(SM-2108) GCS & BigQuery storage setup

This page provides general guidelines on how to set up GCP Storage and Big Query to work with Datavard Storage Management.

Contents

1. GCP prerequisites

The entry point to GCP is https://console.cloud.google.com/. Log in with the company account.

1.1 Project

Select a project or create a new one

Overview of the project resources is always accessible by clicking on:

 

1.2 Service account

The key component for GCP access from the SAP system will be the Service account with the generated key in JSON format. Download the key file for authentication to GCP later in the configuration.

1.3 Storage bucket

The next step is the creation of a Storage bucket. At a minimum, the role of Storage Object Admin needs to be assigned to the Service account. Markdown the bucket name for later configuration.

1.4 BigQuery dataset

Similarly, the BigQuery dataset needs to be created with appropriate permissions (read/write) for the Service account. The dataset name will be used later.
Datavard Java connector uses GC API to run any queries on BigQuery which require at least the BigQuery Job User and BigQuery Data Owner roles assigned to the service account.

2. SAP configuration

2.1 JSON key

Step one on the SAP side is to upload the GCP Service account key file (from step 1.2) to the application server. Standard path for sensitive files used by Datavard Java connector is /sapmnt/<SID>/global/security/dvd_conn. All information necessary for authentication is contained within. Access to the file should be limited to authorized personnel (through both operating system and SAP transactions).

2.2 Datavard Java connector

Java connector is a critical middle-ware component.
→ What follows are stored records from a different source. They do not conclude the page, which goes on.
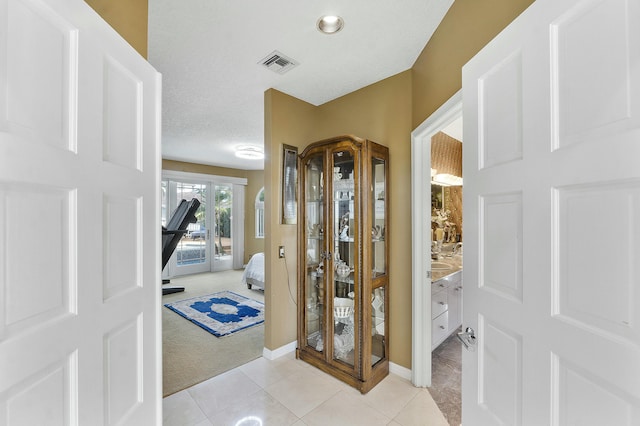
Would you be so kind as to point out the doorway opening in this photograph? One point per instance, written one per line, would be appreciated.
(436, 322)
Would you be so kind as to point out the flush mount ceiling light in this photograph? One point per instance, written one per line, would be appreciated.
(330, 24)
(249, 152)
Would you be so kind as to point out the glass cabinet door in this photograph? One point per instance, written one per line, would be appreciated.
(378, 258)
(344, 248)
(315, 254)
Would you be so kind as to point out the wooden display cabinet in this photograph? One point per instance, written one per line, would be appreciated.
(343, 282)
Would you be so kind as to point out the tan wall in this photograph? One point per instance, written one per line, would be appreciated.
(181, 166)
(252, 245)
(128, 17)
(468, 27)
(288, 121)
(382, 113)
(386, 112)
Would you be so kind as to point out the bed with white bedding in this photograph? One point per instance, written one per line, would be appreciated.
(253, 275)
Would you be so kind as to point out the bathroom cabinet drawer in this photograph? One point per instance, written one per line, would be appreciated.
(438, 303)
(439, 329)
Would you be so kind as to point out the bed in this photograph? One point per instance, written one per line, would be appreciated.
(253, 275)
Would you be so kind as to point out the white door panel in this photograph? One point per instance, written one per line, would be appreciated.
(552, 218)
(79, 207)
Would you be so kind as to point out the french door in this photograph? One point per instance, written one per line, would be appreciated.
(192, 255)
(215, 241)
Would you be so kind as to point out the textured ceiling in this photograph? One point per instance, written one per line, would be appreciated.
(213, 87)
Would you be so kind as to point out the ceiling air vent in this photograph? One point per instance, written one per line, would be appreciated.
(277, 62)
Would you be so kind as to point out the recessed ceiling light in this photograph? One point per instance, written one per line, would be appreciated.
(330, 24)
(249, 152)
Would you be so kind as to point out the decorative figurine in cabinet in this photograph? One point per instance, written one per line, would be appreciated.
(343, 282)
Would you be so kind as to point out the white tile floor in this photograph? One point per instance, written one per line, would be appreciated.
(287, 391)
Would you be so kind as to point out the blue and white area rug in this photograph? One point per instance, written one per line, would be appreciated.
(220, 313)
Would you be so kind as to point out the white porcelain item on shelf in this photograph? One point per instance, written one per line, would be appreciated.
(342, 307)
(342, 269)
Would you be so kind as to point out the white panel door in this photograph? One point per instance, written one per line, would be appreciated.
(79, 220)
(552, 218)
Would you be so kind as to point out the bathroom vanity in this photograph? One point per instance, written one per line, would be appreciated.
(446, 299)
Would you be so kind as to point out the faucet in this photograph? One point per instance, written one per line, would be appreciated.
(456, 247)
(434, 250)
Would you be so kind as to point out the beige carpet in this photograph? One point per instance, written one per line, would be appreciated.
(191, 354)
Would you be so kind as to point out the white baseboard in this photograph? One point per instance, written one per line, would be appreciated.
(281, 351)
(399, 370)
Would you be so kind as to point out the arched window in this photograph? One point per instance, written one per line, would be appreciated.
(260, 214)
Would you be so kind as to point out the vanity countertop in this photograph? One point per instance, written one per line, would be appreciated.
(455, 262)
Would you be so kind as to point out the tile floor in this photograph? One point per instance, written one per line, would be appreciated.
(446, 378)
(287, 391)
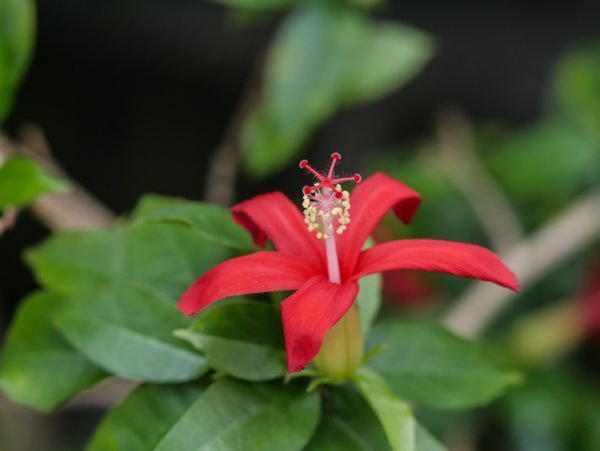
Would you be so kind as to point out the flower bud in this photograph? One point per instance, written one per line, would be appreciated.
(342, 350)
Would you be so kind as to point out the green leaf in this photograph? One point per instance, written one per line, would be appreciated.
(122, 283)
(17, 26)
(242, 338)
(232, 416)
(129, 332)
(558, 151)
(577, 87)
(22, 181)
(39, 368)
(427, 364)
(395, 415)
(142, 419)
(325, 56)
(391, 55)
(348, 423)
(212, 222)
(158, 257)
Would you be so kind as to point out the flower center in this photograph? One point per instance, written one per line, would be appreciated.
(326, 205)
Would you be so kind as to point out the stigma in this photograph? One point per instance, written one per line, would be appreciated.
(326, 205)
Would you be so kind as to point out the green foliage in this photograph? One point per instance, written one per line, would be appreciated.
(17, 27)
(129, 332)
(577, 88)
(348, 423)
(427, 364)
(395, 415)
(157, 257)
(563, 158)
(212, 222)
(22, 181)
(39, 368)
(323, 59)
(162, 406)
(122, 283)
(241, 338)
(227, 416)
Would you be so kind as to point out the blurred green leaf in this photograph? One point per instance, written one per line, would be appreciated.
(561, 155)
(214, 223)
(544, 413)
(22, 180)
(242, 338)
(122, 284)
(39, 368)
(17, 27)
(129, 332)
(158, 257)
(577, 87)
(427, 364)
(394, 414)
(232, 416)
(142, 419)
(325, 56)
(348, 423)
(425, 441)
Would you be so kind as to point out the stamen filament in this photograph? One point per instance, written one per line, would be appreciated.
(333, 264)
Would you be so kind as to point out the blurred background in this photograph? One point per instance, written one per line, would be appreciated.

Please follow the steps in this guide Java Connector Setup to set it up before you continue. 

2.2.1 Datavard Java connector GCP libraries

In addition to standard Datavard Java connector configuration, GCP libraries have to be used as a dependency in Java Connector Setup.

If the library is missing, please contact the Datavard representative for further instructions on how to load the library bundle to the system.

2.4 Storage Management setup

The final step in SAP & GCP connectivity is the creation of two storages in transaction /DVD/SM_SETUP. One for the transfer of flat files, the other one for table management, and SQL queries.

Google Cloud Storage (GCS) - as seen in the screenshot, the required fields are:
Storage ID - logical name of the storage connection
Storage type - GCS (stands for Google Cloud Storage)
Bucket name - name of the storage bucket from step 1.3
Path Prefix - path to landing area within GCS bucket
Configuration path - physical path to JSON key file from step 2.1
Java connector RFC - TCP/IP RFC destination used for communication with Datavard Java connector (configured in step 2.2)


2. Google BigQuery storage (BIGQUERY) - required fields
Storage ID - logical name of the storage connection
Storage Type - BIGQUERY
Dataset - name of the BigQuery dataset from step 1.4
Reference Storage - Google Cloud storage used for the flat-file transfer
Java connector RFC - TCP/IP RFC destination used for communication with Datavard Java connector

Use extended escaping - checked if extended escaping should be used (replaces escape characters, such as newline, backspace, tabulator, etc., by the 'space' character)
Force file cursor reader - option to force usage of files for data transfer when reading data stored in BigQuery

If all configuration steps are completed and there is no problem with permissions, an automatic storage check shows a green tick.